Около ее постели сидели m-me Шипонина со старшей грацией, сорокалетнею девою, баронесса Дункельт и еще два-три дипломата в юбках — особы все веские, досточтимые, авторитетные и вообще очень компетентные в делах мира сего.
Князь Дмитрий Платонович, все время не говоривший с женою, только из приличия отправлял к ней ежедневно своего камердинера осведомляться о здоровье. Теперь же он в первый раз нашел нужным прийти к ней лично — потому, нельзя же: княгиня уже принимала своих приятельниц.
— Как вы чувствуете себя нынче? — спросил он, вежливо целуя ее руку и с видом участия — в той, однако, дозе, насколько это было нужно и прилично.
— Сегодня мне гораздо лучше, — мило ответила княгиня, и мило опять-таки настолько, насколько могло это быть допущено в приличном супружестве.
— Пароксизм не возобновлялся? — с заботливым участием продолжал Шадурский.
— Благодаря бога, нет… Садитесь и слушайте, — предложила ему супруга, указывая на кресло у своих ног. — Мне сообщают чрезвычайно интересные новости.

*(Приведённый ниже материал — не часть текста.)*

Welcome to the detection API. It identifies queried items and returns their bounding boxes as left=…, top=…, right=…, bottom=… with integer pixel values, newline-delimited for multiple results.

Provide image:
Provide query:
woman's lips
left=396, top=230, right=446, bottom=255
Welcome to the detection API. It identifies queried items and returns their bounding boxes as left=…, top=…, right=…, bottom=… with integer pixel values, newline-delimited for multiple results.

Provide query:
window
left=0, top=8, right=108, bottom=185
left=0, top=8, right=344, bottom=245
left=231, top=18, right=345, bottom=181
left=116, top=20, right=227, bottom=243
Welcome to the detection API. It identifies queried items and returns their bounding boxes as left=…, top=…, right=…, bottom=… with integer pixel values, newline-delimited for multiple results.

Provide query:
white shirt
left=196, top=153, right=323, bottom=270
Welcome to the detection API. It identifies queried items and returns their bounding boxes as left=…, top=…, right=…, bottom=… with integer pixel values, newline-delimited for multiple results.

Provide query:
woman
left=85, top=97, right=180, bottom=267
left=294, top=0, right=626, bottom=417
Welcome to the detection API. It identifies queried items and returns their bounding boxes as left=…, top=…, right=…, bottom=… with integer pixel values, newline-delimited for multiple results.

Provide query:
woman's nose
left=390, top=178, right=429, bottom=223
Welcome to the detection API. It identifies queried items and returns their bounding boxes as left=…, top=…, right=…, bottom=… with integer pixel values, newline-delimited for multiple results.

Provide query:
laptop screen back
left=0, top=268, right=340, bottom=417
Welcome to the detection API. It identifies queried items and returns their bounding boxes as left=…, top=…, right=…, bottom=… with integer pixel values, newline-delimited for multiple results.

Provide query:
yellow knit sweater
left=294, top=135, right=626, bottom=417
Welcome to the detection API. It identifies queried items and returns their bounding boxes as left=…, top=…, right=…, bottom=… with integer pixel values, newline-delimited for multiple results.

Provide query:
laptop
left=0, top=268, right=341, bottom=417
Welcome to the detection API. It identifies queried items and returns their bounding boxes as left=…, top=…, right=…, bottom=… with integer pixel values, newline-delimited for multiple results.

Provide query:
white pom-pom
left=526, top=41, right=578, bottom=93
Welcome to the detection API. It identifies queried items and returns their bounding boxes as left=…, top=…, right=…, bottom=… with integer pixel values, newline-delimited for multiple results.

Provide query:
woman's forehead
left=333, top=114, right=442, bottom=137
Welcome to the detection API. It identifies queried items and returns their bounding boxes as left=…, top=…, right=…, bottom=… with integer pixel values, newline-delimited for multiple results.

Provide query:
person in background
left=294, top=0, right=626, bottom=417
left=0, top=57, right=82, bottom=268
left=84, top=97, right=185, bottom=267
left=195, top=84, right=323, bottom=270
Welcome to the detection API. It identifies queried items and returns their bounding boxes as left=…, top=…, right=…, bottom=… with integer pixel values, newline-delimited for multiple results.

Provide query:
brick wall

— Ах, да, да! это ужасно, это невообразимо! — говорил ареопаг компетентных судей. — Мы говорили о скандале…
— Да! скажите, пожалуйста, что это такое? — любопытно подхватил Шадурский. — Я слышал кое-что, но, признаюсь, никак не могу поверить.
— Можете не только верить, но даже веровать, как в истину, — докторальным тоном заметил один из дипломатов в юбке.
— Неужели же правда? — воскликнул Шадурский, растягивая в знак удивления свою физиономию, которая так и блистала в это мгновение могучим чувством непогрешимого достоинства.
— К стыду и к несчастью — правда! — отчетливо сказала Шипонина, печально покачав головой. — Я сама видела несчастную мать, сама читала письмо.
Замечательно, что сей достопочтенный ареопаг, говоря о скандале, не только не объяснил, в чем он заключается, но даже в разговоре между собою избегал самого слова «скандал», заменяя его безличными местоимениями то и это. Может быть, «ужасность» самого «проступка», а может, и присутствие сорокалетней девственницы связывали ареопагу органы болтливости.
— Подобной безнравственности никогда еще не бывало в нашем обществе! — горячо разглагольствовала баронесса Дункельт, считавшая десятками своих любовников и в том числе присутствующего князя, который тоже во время оно отдал ей должную дань.